O ministro Flávio Dino, do Supremo Tribunal Federal (STF), disse haver “indícios robustos“ de que os deputados federais Sóstenes Cavalcante (PL-RJ) e Carlos Jordy (PL-RJ) teriam desviado recursos da cota parlamentar por intermédio de servidores comissionados, usando empresas. A manifestação consta na decisão que determinou busca e apreensão contra os congressistas.
Os mandados de busca e apreensão foram cumpridos nesta sexta-feira, 19, pela Polícia Federal (PF), por meio da Operação Galho Fraco.
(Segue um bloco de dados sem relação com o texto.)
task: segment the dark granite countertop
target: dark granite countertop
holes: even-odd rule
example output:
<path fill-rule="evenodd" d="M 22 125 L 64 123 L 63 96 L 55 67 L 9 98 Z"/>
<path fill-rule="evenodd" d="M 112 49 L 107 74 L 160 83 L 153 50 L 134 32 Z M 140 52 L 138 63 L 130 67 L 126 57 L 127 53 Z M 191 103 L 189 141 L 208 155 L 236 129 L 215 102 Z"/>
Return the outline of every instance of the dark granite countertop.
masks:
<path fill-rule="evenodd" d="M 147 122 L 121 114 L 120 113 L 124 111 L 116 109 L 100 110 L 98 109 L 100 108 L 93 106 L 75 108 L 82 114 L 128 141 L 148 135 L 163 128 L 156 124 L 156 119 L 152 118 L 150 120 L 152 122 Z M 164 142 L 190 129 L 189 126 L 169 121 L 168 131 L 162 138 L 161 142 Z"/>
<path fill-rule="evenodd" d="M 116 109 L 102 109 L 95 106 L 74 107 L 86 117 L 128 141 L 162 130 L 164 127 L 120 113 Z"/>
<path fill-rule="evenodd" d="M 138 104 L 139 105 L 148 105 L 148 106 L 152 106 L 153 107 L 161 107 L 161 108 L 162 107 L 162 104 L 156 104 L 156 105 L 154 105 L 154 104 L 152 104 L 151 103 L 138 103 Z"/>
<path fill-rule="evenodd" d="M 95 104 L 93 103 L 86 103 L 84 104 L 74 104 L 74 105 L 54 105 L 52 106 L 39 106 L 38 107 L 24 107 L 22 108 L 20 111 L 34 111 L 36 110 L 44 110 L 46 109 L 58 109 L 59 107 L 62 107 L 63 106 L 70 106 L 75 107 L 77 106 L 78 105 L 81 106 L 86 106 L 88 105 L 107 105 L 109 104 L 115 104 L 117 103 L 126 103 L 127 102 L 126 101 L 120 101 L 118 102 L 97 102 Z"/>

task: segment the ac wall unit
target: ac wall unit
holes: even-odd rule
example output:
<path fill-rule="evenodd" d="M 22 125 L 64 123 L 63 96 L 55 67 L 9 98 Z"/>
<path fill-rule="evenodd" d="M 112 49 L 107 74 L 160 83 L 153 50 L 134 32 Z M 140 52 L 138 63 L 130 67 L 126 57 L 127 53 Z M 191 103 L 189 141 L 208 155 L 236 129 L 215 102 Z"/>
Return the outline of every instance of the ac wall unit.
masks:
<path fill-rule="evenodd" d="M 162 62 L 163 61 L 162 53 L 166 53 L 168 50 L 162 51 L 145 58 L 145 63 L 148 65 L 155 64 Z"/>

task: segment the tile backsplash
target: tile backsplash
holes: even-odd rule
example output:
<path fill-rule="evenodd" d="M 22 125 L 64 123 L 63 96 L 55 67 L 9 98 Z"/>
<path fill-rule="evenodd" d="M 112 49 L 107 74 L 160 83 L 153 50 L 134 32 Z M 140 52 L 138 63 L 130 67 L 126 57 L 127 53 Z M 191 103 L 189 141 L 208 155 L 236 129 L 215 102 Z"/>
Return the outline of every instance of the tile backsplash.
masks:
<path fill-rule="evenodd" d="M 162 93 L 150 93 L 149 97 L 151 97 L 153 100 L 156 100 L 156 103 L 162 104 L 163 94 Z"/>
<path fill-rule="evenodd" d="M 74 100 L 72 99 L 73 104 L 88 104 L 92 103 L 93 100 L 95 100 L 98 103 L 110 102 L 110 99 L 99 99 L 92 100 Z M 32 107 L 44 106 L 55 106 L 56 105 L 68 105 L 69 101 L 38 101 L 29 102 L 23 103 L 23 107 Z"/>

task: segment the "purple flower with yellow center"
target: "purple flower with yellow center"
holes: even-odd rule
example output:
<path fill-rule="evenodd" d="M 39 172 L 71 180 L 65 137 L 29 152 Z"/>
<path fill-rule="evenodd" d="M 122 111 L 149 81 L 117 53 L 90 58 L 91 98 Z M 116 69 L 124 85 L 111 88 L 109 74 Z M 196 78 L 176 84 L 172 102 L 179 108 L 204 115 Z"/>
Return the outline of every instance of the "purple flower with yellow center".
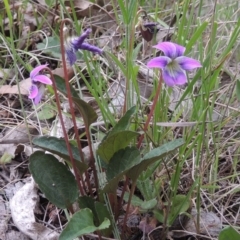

Segundo o ministro, a investigação da PF apontou possível prática de lavagem de dinheiro, conhecida por “smurfing”, mediante o fracionamento de saques e depósitos em quantias não superiores ao valor de 9,999 mil reais; indícios de utilização de cota parlamentar para pagamento de despesas inexistentes ou irregulares; trechos de conversas de WhatsApp que sugerem pagamento “por fora” por parte dos investigados; indícios de utilização de empresas de fachadas para a prestação de serviços que foram pagos com cota parlamentar; e elevadas movimentações financeiras, de vários investigados, possivelmente ligados aos dois deputados federais, sem identificação da origem dos recursos.
Além disso, elementos indiciários de que os deputados teriam desviado recursos da cota por intermédio dos servidores comissionados Adailton Oliveira dos Santos e Itamar de Souza Santana, utilizando, para sucesso da empreitada, empresas como a Harue Locação de Veículos LTDA ME e a Amazon Serviços e Construções LTDA.
“O pedido da Polícia Federal [de buscas e medidas cautelares], amparado em Relatórios de Inteligência Financeira e nas diversas conversas extraídas de celulares dos investigados, revela a existência de indícios robustos, bem como demonstra a imprescindibilidade das medidas requeridas para continuidade da investigação”, pontua o ministro.
Durante a Operação Galho Fraco, a Polícia Federal apreendeu aproximadamente 400 mil reais em dinheiro vivo em endereço ligado ao líder do PL na Câmara, Sóstenes Cavalcante.
Os policiais federais cumprem, ao todo, sete mandados de busca e apreensão, expedidos pelo Supremo Tribunal Federal, no Distrito Federal e no estado do Rio de Janeiro.
Em publicação no X, Jordy disse ser vítima de “perseguição“. “Hoje, no aniversário da minha filha, a PF fez busca e apreensão novamente na minha casa por determinação de Flávio Dino. Perseguição implacável!”, escreveu.